Another limitation in this study arises from the discard of a large number of individual records (approximately 660 records) corresponding to Cd concentrations below the LOQ and missing values. The treatment of missing data and concentrations under LOD or LOQ, especially in HBM datasets, is of high interest in exposure science. Different approaches going beyond the removal of records corresponding to missing values and the replacement of below LOQ concentrations by fixed value (e.g., LOQ/2) were recently suggested and discussed under the HBM4EU initiative including for instance single and multiple imputation techniques (Vrijheid et al. 2019). In this specific analysis, we tested the replacement of below LOQ concentrations by fixed value, which transformed the marginal distribution of Cd concentrations into a bimodal distribution. This raised the complexity of the model and resulted in convergence issues. Multimodal distributions or mixtures of Gaussian distributions could be considered to improve the analysis. Other alternatives could also be evaluated by using single or multiple imputation methods, which can help avoiding this bimodality.

Perspectives

Every year the chemical industry and globally the anthropogenic activities emit significant amounts of chemicals released in the environment or in the form of mixtures in dietary and non-dietary consumer products, constituting in many cases emerging risk to the general public (Egeghy et al. 2012; Huang et al. 2017; Mitchell et al. 2013). The developed approach stands in line with the efforts invested, in the recent years within the fields of chemical safety and exposure science, to enhance the analysis of the cumulative exposure to multiple substances occurring in the environment and to deepen the understanding of the determinants and health impacts of multiple substance exposure. Furthermore, this modeling framework and more generally the rich class of copula functions could provide to exposure and risk assessors an attractive approach to enhance the assessment of cumulative exposures also on the basis on human biomonitoring data. Cumulative exposure to multiple substances can occur through behavioral co-exposure with distinct pathways or co-exposure to mixtures.
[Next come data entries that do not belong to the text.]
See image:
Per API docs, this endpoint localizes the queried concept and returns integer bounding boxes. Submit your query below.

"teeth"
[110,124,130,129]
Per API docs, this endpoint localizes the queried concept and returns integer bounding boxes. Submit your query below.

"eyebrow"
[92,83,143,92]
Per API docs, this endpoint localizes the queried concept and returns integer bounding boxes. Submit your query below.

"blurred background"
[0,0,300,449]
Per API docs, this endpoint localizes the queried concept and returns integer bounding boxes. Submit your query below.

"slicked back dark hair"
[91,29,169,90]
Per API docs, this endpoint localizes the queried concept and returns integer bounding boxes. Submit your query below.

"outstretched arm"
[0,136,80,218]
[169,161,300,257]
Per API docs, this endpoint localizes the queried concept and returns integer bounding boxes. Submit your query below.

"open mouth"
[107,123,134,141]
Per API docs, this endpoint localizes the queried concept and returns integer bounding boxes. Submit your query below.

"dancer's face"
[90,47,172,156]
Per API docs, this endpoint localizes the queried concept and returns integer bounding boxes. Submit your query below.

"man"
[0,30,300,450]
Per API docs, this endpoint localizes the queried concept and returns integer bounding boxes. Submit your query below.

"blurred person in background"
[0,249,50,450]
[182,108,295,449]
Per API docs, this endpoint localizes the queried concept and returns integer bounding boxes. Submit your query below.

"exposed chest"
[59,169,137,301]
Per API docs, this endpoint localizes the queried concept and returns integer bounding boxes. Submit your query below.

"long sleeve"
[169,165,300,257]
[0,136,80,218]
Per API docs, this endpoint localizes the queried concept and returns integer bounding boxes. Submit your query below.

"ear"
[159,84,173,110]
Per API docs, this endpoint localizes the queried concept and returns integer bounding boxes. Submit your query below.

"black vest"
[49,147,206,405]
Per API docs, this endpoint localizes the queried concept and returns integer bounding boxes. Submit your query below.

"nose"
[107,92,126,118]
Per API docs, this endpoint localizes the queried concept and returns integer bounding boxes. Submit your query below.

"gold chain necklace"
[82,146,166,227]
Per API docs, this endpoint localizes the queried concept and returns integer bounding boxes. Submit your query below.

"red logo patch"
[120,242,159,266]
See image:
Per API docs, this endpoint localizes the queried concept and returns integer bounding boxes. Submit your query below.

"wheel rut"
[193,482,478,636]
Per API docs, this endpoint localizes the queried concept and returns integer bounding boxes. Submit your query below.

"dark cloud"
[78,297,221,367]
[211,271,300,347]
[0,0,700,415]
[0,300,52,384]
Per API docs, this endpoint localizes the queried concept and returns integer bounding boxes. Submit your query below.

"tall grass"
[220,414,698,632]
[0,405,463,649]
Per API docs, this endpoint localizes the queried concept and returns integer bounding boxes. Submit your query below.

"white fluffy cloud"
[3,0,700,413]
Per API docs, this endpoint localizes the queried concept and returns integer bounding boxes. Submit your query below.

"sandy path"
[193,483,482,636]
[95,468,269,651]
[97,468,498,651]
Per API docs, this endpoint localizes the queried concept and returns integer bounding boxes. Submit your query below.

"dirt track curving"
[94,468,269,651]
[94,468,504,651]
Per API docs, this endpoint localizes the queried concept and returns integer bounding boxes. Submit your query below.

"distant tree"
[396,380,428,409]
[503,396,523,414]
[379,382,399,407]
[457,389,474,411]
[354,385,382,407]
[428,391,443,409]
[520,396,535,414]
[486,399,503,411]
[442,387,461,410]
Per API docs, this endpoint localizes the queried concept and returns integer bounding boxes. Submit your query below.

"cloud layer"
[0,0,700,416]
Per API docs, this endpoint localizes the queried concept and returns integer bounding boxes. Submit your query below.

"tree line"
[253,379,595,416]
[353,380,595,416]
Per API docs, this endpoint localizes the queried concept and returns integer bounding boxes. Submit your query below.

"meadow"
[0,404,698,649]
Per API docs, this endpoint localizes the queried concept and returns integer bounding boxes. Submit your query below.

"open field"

This is particularly significant in the context of high correlations as illustrated by the application with the simulated data and the comparison with state-of-the-art machine learning approaches.

Supplementary Information

The supplemental materials are contained in a Word document (supplemental materials S1) and an Excel document (supplemental materials S2), which can be accessed online on the journal website. The supplemental materials consist of further information on the variables discarded from the preliminary analysis, the descriptions of the posterior sampling of the correlation matrix R, of the generation of the simulated data, and of the machine learning algorithms compared with the implemented Bayesian copula-based regression.